Nel libro descrivi un certo tipo di turismo di montagna, invasivo ed ad alta intensità di strutture, come una delle minacce alla sopravvivenza del lupo nel nuovo millennio. A quali criteri dovrebbe corrispondere un turismo davvero sostenibile? 

In Piemonte il turismo di montagna sia in inverno che in estate è in forte aumento, si organizzano escursioni ovunque. E cresce anche il turismo motivato dall’ambizione di intercettare un grande carnivoro. Questo funziona solo se gestito in modo eco-sostenibile, ovvero con particolare attenzione a non disturbare e impattare sulla specie. L’utilizzo totale del territorio innesca disquilibri. In Piemonte bisogna individuare bene le zone di riproduzione del lupo durante l’estate, le aree critiche dove i lupi fanno la tana per i cuccioli, stabilirvi un accesso limitato da giugno a dicembre, e non farci passare sentieri. Le tende e il campeggio libero hanno un impatto tremendo se sono troppo frequenti e distribuiti ovunque, la notte è l’unico momento in cui gli animali sono tranquilli; occorrono campeggi controllati. Ci vuole poi tanta consapevolezza e rispetto da parte del turista. Vedere un lupo è evento rarissimo; può darsi che mentre passeggi nel bosco lui sia sopra di te che ti guarda con un dislivello di soli 50 metri, e non senti assolutamente nulla. 

In Italia la prima causa di morte del lupo rimane purtroppo il bracconaggio.

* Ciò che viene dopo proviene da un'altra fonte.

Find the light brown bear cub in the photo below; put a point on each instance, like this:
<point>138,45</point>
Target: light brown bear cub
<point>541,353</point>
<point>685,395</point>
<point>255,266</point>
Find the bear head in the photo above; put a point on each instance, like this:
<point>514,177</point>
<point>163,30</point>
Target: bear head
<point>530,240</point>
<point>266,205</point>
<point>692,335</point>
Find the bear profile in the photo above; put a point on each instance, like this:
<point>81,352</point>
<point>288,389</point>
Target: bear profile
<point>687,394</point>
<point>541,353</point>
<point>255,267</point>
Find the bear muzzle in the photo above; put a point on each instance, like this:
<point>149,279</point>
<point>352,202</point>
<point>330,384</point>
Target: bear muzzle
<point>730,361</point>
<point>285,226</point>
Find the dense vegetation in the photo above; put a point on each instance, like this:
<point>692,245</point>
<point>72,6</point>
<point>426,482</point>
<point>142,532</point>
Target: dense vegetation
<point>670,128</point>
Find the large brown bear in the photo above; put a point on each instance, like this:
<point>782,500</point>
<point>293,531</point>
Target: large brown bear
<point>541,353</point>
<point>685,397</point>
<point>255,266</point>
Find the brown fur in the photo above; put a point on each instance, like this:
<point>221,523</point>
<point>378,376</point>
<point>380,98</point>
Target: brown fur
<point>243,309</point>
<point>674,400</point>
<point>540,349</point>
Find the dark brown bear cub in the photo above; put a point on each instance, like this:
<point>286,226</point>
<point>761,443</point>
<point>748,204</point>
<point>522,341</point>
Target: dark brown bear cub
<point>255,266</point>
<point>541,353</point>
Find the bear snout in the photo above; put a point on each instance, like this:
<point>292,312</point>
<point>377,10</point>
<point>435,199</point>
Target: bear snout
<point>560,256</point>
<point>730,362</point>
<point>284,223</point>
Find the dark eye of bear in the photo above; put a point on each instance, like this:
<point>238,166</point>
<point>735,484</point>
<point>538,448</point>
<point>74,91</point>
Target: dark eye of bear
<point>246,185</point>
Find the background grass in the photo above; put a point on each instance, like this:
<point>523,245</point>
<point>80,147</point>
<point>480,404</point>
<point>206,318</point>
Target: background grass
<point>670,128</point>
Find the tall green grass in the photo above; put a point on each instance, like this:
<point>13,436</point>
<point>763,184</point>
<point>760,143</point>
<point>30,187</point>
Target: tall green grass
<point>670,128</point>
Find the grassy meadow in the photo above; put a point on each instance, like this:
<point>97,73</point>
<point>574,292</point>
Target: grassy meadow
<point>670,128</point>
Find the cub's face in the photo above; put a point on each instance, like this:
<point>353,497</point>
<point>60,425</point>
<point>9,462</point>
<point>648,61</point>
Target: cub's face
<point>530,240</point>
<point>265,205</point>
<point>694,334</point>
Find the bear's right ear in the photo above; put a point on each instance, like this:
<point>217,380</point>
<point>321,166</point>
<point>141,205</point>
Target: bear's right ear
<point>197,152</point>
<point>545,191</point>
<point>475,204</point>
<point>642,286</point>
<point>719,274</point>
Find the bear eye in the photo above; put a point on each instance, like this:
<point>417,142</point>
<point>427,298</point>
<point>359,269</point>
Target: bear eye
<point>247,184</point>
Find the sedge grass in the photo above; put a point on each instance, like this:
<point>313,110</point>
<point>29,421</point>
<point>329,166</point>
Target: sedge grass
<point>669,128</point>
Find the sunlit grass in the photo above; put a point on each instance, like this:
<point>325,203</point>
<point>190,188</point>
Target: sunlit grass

Nel periodo 2010-2012 sono stati rinvenuti morti 21 lupi in Piemonte, ma potrebbero essere di più perché le carcasse sono molto difficili da recuperare, il ritrovamento è generalmente casuale. L’atto di bracconaggio più subdolo e spregevole contro il lupo è l’avvelenamento, perché non si limita ad uccidere il predatore, ha ricadute terribili su tutta la fauna selvatica, l’ecosistema e la catena alimentare. Qualche giorno fa nella Val di Lanzo sono stati ritrovati 4 grifoni avvelenati, indizio di un progetto criminale sicuramente non indirizzato direttamente a loro. I bracconieri oggi usano sostanze facilmente reperibili come i rodonticidi e gli anticoagulanti, ma in provincia di Cuneo uccidono anche con la stricnina e il cianuro, veleni proibiti in Italia e quindi immessi di contrabbando. Il boccone tossico è una minaccia anche per i turisti e i loro cani. Nel progetto LIFEWOLFALPS che io coordino prevediamo la costituzione da qui al 2018 di 2 squadre analoghe al Gruppo Antidoto del Gran Sasso che a Novembre saranno addestrate per setacciare due settori geografici, le Alpi Occidentali e le Alpi Orientali. Stiamo anche partendo con i corsi di formazione per operatori alpini dal Piemonte al Trentino che ci consentiranno entro giugno del 2015 di avere un censimento veramente completo e dettagliato dei lupi sull’intero arco alpino. Il backstage del lavoro di noi ricercatori è dar corso al suggerimento contenuto nel testo della Large Carnivore Initiative for Europe della IUCN. Il lupo non è una presenza causale o contingente dei boschi qui attorno, è al contrario parte irrinunciabile della nostra identità ecologica di europei.